Mit dem Begriff „Sattelzeit“ wird eine Um- und Neuorientierung in Theorie und Praxis eingefangen, die sich in einflussreichen Texten, neuen politischen Konzepten sowie in den Biographien der jeweiligen Protagonist*innen abbildet. Diese „Sattelzeit“ lässt sich bis zur Neuen Linken der 1960er-Jahre weiterdenken.
Die Konferenz findet an 3 Tagen an drei Orten statt.
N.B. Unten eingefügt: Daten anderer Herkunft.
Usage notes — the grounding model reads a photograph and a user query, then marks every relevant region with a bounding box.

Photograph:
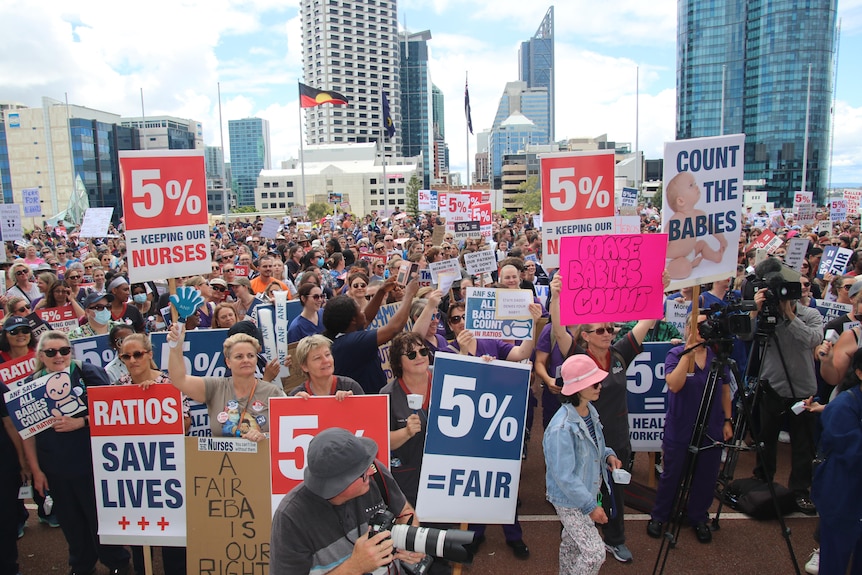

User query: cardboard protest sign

1923 – Die Erneuerung in Philosophie, Politik und Marxismus.
Marxismus und Revolution
14 Uhr
Eröffnung
Mit: Patrick Eiden-Offe, Frank Engster, Uwe Sonnenberg
14:30-16 Uhr
1. Panel. Die Erneuerung in Philosophie, Politik & Marxismus. 1923 und 1968
Mit: Lea Fink, Felix Klopotek, Dr. Ivana Perica
- Lea Fink wird die Fragen diskutieren, warum die Kritik des dogmatischen Marxismus 1923 für linke Philosophen, denen das Marxsche Werk selbst nicht allzu vertraut war (Bloch, Benjamin, Kracauer), so große Anziehungskraft hatte, und was sich diese Autoren von einer kritischen Gesellschaftstheorie, die Geschichte nicht teleologisch besetzt, und der Kunst und Psychoanalyse einen gebührenden Stellenwert einräumt, erhofften.
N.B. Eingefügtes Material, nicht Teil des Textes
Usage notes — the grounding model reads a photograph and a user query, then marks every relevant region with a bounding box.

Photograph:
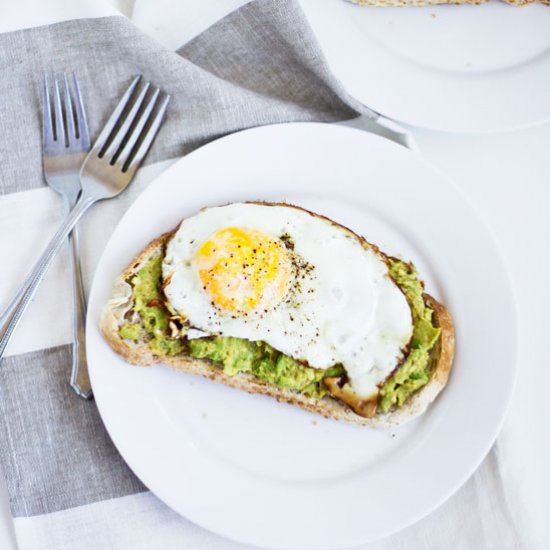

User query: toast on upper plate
[100,205,454,427]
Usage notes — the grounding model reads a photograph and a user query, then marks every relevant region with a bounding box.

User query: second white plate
[300,0,550,132]
[87,124,516,549]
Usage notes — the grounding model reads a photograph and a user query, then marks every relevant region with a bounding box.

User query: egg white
[163,203,413,397]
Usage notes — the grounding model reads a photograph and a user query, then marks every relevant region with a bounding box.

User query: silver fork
[42,73,92,399]
[0,76,170,359]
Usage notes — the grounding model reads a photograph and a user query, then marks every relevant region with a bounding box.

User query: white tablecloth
[0,0,550,550]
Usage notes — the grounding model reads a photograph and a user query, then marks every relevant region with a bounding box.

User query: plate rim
[299,0,550,135]
[87,123,518,548]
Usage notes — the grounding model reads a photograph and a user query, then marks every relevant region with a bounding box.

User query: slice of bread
[100,226,454,427]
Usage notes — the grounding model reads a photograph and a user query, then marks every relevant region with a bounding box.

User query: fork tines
[42,73,90,151]
[90,75,170,172]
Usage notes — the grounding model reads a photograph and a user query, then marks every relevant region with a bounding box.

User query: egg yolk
[195,227,293,315]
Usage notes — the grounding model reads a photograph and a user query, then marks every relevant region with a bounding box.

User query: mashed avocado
[119,255,440,411]
[189,336,344,399]
[119,256,184,355]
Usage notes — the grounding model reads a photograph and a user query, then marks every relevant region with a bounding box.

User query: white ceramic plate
[87,124,516,549]
[300,0,550,132]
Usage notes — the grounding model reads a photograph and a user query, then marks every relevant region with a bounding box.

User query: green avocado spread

Lea Fink hat Philosophie und Geschichte in Freiburg im Breisgau und in Berlin studiert. Sie promoviert über den Metaphysik-Begriff der Kritischen Theorie, arbeitet an der Gedenkstätte Ravensbrück und bietet gelegentlich Stadtführungen in Berlin zur Sozial- und Geistesgeschichte an.
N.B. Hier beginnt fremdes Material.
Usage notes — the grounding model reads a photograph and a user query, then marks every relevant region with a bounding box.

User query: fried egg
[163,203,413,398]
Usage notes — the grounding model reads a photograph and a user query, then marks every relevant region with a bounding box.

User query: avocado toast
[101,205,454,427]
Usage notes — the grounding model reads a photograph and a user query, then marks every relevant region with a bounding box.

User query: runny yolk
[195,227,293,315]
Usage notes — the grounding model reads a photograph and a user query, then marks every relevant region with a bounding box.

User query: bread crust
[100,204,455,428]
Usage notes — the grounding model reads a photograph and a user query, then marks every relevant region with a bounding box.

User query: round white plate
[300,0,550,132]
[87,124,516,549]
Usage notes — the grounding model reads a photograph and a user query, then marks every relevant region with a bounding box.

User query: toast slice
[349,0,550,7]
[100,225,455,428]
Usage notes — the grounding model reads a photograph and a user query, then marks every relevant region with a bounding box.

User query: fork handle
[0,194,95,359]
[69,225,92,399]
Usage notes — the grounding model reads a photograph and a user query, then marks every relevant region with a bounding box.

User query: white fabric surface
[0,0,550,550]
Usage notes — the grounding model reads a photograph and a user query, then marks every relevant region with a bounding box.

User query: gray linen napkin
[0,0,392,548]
- Felix Klopotek wird anhand von „Marxismus und Philosophie“ von Karl Korsch, im Herbst 1923 erschienen, die Neuorientierung im Marxismus diskutieren. Fast unmittelbar begründete es Korschs Ruf als Wiederentdecker des kritischen – interventionistischen, proletarisch-subjektiven – Gehaltes der Theorie von Marx und Engels. Ungebrochen gilt das schmale Buch als Gründungsdokument des „westlichen Marxismus“ – neben Georg Lukacs’ zeitgleich erschienenem „Geschichte und Klassenbewusstsein“. Aber wer sich heute „Marxismus und Philosophie“ vornimmt, wird es mit einiger Irritation lesen. Lange, gewundene Sätze und eine überkomplizierte Sprache schrecken ab. Und inhaltlich? Abstrakte Bestimmungen über den historischen Ort der Marx’schen Theorie, Polemiken gegen Gegner, die schon lange keiner mehr liest. Wie passt dieses Buch, dessen Studium einiges an Muße und Kontemplation voraussetzt, in dieses aufgewühlte, dramatische Jahr 1923, in dem Korschs Partei, die KPD, das letzte Mal mit halbwegs realistischer Perspektive auf eine Revolution hinzuarbeiten versuchte? Die Antwort ist einfach: Gerade weil dieses Jahr so aufgewühlt und die kommunistische Bewegung noch eine revolutionäre war, fiel es seinen Lesern leicht, den etwas entrückten Gedankengang Korschs auf die Klassenkämpfe ihrer Zeit und die daran geknüpften Revolutionserwartungen zu beziehen. Ihnen enthüllte sich, dass das Verhältnis von Marxismus und Philosophie zwingend auf ein anderes verweist: das von Marxismus und Revolution.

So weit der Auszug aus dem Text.